A pocas cuadras de la plaza aparece el balneario, regado por las aguas de los arroyos que bajan de la montaña y, en verano, por los visitantes. A un puñado de kilómetros, la base del Morro propiamente dicho invita a contemplar la piedra y a treparla, que de eso se trata. Una caminata que sortea un desnivel de 700 metros lleva a la cima del antiguo volcán. El cráter habla por sí solo, con las puntas de roca brotando y alcanzando los 1.700 metros de altura sobre el nivel del mar.

Desde la cima, lo que se ve son campos ondulados, pastizales amarillos y sonrientes, vacas regordetas, sierras a un costado y al otro, nubes como continentes, el alma de los ranqueles. O sea, pinturas diferentes y decididamente cautivantes. O sea, San Luis.

RUTA alternativa – Avenida de Masho

Por el Peregrino Impertinente

Convidando nostalgias en el corazón de Buenos Aires, la Avenida de Mayo se presenta como una de las arterias más bellas del país y del mundo “no me digas… qué divino para atarse un par de bombas al pecho e inmolarse en hora pico”, dice un terrorista del ISIS, muy, pero muy fuera de lugar.

También conocida como “Avenida de Masho” por los porteños más porteños, esos que en la gran ciudad se mueven como pez en el agua, pero que si los llevas a la naturaleza confunden a toros bravos con seres de la mitología griega y a vacas contagiadas de virus zika con la esposa de Barrionuevo; la preciosa calle conecta Plaza de Mayo y Casa Rosada con Plaza del Congreso y el mismo Congreso de La Nación.

No es casualidad, entonces, que varios políticos argentinos de renombre paseen por la avenida diariamente. “No me digas… qué divino para atarse un par de bombas al pecho e inmolarse en hora pico”, repite el terrorista, que por un instante no nos parece tan, pero tan malo.

El lugar fue oficialmente inaugurado en el año 1894. Desde entonces, ilumina la capital argentina con su estilo elegante y señorial.
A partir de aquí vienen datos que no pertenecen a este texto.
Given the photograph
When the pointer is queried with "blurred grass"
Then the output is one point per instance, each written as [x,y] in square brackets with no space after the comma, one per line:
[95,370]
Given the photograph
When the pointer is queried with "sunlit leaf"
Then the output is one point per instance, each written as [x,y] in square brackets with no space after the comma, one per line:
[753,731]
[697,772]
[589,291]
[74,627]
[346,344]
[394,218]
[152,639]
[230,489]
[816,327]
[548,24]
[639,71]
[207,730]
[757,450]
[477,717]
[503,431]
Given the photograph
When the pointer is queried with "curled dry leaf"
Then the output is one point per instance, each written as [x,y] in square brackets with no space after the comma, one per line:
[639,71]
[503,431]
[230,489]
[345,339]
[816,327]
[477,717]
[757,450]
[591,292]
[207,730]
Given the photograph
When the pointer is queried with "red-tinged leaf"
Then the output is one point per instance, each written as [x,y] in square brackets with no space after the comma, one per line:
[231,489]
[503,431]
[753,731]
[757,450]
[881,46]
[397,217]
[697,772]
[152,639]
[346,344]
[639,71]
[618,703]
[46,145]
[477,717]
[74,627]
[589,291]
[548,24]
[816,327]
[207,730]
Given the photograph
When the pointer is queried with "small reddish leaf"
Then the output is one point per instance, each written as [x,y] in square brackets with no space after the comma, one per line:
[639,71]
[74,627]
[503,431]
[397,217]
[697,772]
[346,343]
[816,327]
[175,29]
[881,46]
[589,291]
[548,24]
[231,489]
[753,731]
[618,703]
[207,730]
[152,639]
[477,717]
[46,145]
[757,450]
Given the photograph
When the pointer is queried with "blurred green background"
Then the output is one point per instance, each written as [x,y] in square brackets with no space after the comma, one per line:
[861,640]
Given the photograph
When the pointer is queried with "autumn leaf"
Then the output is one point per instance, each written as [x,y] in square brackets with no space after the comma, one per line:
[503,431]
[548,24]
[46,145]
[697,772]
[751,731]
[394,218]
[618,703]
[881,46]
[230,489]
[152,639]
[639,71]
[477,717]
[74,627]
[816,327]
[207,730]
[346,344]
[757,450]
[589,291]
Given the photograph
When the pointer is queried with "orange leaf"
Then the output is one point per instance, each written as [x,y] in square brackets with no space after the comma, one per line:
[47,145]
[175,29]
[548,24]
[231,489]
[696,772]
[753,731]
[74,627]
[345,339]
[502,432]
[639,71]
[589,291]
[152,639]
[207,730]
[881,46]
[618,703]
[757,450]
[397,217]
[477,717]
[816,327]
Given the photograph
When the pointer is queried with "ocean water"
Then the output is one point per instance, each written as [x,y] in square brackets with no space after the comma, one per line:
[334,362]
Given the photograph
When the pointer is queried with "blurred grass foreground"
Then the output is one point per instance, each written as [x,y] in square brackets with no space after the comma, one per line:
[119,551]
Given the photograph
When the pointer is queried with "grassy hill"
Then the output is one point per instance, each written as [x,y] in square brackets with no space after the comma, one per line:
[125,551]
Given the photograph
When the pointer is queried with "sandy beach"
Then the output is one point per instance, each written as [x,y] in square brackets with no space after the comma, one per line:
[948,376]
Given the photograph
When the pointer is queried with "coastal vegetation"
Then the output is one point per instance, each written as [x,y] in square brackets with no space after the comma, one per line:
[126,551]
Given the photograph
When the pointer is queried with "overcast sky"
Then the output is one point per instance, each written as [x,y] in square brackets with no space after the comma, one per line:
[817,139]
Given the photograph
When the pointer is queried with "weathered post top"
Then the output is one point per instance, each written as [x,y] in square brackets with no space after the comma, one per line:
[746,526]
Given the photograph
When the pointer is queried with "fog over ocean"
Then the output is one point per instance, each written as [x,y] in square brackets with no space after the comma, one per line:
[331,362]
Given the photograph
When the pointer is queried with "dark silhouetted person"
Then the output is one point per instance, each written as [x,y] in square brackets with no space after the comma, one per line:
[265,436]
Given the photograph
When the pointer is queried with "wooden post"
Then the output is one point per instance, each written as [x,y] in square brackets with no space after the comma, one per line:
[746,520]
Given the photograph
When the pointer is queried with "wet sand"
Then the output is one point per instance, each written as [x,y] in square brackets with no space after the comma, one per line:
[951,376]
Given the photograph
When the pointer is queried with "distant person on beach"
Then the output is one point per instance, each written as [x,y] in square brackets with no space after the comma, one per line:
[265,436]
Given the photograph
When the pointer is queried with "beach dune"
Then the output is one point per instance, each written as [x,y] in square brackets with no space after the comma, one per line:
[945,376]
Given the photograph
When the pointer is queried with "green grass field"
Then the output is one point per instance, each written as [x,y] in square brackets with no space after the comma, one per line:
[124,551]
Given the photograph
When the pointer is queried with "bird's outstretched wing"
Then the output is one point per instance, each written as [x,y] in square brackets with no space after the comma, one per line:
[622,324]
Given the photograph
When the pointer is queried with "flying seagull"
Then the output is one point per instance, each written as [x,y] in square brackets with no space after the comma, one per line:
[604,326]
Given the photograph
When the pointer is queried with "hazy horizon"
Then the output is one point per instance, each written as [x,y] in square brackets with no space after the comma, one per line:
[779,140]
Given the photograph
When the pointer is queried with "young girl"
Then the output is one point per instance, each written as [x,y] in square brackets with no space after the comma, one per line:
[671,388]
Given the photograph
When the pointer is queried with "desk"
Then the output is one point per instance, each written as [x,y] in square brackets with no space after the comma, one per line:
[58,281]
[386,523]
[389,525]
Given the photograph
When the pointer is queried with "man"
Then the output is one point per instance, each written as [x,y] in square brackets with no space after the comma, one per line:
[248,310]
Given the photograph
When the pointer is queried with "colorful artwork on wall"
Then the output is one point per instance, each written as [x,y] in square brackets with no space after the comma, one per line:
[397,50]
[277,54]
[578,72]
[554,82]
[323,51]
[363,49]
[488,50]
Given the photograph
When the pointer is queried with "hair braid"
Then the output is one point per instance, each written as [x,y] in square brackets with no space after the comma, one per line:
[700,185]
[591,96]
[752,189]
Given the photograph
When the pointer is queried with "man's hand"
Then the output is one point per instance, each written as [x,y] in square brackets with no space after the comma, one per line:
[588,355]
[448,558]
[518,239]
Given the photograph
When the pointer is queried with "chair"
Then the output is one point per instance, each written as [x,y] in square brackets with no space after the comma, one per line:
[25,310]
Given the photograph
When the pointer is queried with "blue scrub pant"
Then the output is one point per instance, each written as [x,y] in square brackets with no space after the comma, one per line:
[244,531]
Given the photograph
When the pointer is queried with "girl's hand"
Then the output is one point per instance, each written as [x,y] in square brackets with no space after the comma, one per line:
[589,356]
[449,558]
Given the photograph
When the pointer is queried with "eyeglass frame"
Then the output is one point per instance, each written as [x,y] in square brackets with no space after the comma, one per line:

Un semblante del que son culpables la gran cantidad de edificios de aires europeos que colman el área, como el Palacio Barolo, la Casa de la Cultura, el Teatro Avenida, el Palacio Vera, el Hotel Castelar o el Café Tortoni.

Justamente en una mesita de este último, se escucha a un paisano decir: “Sho shego a esta zona y se me shena la shugular de shanto, vistes”. “No me digas… qué divino para atarse…”. Ya tuvo que saltar el desubicado éste.